Republican presidential candidate Jeb Bush vowed Wednesday to slash personal and corporate taxes, arguing that high rates and a tangled mess of a tax code have hurt American economic growth.
"We need to jump-start our economy, and we can do that by fixing our broken tax code. It's a disaster. We all know it," Bush said at an appearance at a manufacturer in Garner, N.C. "Eighty thousand pages…. It's full of special favors, carve-outs, phaseouts and subsidies — that you pay for, one way or another."
Democrats criticized Bush's plan, which would reduce the top federal income tax bracket rate from 39.6% to 28% and corporate taxes from 35% to 20%, as a "disastrous economic agenda" that benefits the wealthy and well-connected.
The proposal "benefits himself, and those like himself, while leaving the middle class out to dry," said Democratic National Committee spokesman Holly Shulman. "Our country simply can't afford more trickle-down Bush economics."
Bush would reduce the number of federal tax brackets from seven to three, with the bottom rate remaining 10%. He calls for nearly doubling the standard deduction, which is used by most tax filers. In 2015, the standard deduction is between $6,300 and $12,600, depending on filing status.
His plan would eliminate the alternative minimum tax, the Affordable Care Act's 3.8% levy on investment income for high-wage earners, and the estate tax, proposals that would benefit the wealthiest Americans.
Bush would also get rid of the Social Security tax on senior citizens who hold jobs. He would change how married couples with dual incomes are taxed.
Bush calls for expanding the earned income tax credit, which would help the poor. Families of four earning under $40,000 would pay no federal income tax.
"Of all the terrible things that can be said about our tax code," Bush said, "and I can think of a few, the worst is probably this: It punishes people for doing things we should encourage and rewards people for doing things that may not be so good."
Some of his proposals could hit Californians — and other residents of high-tax states with high housing costs — harder than other parts of the country. Bush would eliminate the deduction of state and local taxes. And he calls for capping deductions, except for charitable donations, a move that would greatly affect the taxable income of people who deduct large mortgage interest payments.
In addition to reducing the corporate income tax, Bush would end extra taxes on overseas profit and allow repatriation of $2 trillion in profit stored overseas at an 8.75% tax rate over a decade.
He proposes allowing businesses to deduct new capital investment costs immediately rather than over time, and for eliminating the deduction of interest on loans.
"We will put Main Street and Wall Street on even footing," Bush said.
"If your business model depends on heavy debt and leverage, that's your choice. Under my plan, you'll pay for it."
One of Bush's proposals — to tax the income of private equity and hedge fund managers as normal income rather than capital gains — is likely to draw opposition from Wall Street.

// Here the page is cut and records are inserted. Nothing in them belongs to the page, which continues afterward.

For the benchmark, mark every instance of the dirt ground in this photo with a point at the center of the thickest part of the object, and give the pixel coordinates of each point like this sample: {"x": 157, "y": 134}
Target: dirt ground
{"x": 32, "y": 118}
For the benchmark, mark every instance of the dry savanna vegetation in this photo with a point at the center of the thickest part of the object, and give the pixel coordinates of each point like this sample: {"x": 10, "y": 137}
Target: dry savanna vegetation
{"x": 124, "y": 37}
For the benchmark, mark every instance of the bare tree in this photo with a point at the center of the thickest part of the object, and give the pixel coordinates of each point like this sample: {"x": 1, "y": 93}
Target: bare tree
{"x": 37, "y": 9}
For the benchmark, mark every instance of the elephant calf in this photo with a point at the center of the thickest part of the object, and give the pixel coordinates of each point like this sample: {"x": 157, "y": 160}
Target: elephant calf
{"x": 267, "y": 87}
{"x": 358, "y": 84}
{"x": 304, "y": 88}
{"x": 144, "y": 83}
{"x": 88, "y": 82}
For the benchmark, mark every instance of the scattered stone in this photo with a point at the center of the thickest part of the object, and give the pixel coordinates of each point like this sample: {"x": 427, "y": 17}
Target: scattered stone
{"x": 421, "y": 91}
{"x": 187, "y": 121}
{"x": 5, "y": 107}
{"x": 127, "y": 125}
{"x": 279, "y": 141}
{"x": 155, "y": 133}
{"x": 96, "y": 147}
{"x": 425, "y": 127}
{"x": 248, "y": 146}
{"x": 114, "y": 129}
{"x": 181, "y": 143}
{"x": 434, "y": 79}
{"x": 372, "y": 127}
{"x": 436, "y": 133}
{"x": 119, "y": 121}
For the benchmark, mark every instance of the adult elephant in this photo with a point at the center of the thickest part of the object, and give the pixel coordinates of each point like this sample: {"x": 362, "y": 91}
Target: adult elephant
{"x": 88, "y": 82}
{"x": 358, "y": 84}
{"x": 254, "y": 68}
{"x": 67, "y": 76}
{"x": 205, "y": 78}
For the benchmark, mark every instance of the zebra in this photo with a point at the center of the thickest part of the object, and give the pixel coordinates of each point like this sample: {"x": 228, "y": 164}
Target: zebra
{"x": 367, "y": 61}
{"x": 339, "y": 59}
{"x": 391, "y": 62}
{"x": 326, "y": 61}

Sen. Rand Paul, a rival for the GOP presidential nomination who has called for repealing the tax code and replacing it with a 14.5% flat tax, attacked Bush's proposal for not going far enough. He accused Bush of "tiptoeing" around the edges.
"You can't defeat the Washington Machine by tearing out a couple of pages of our over 70,000 page tax code," Paul emailed supporters. "You need to drive a stake through the heart of the IRS."
Though Bush's tax proposal is not as radical as Paul's, it would represent "major changes" to the tax code, said Roberton Williams, a senior fellow at the Urban-Brookings Tax Policy Center at the Urban Institute.
Bush said that his plan, along with other efforts such as regulatory relief, would double the nation's economic growth to 4% and create 19 million jobs, growing the tax base. And some of the reduced tax revenue would be offset by the reduced deductions.
It's unclear how Bush's plan would pencil out. But an analysis by economists from Stanford's conservative Hoover Institution and Harvard and Columbia universities found it would result in the loss of $1.2 trillion to $3.4 trillion in revenue over a decade.
"It's a lot of tax cuts," Williams said, adding that additional analysis is necessary. "On the face of it, it looks like a big revenue loser. I don't know how it makes up the revenue it seems to lose with the rate cuts, which are very large, particularly at the top end and particularly on the corporate side."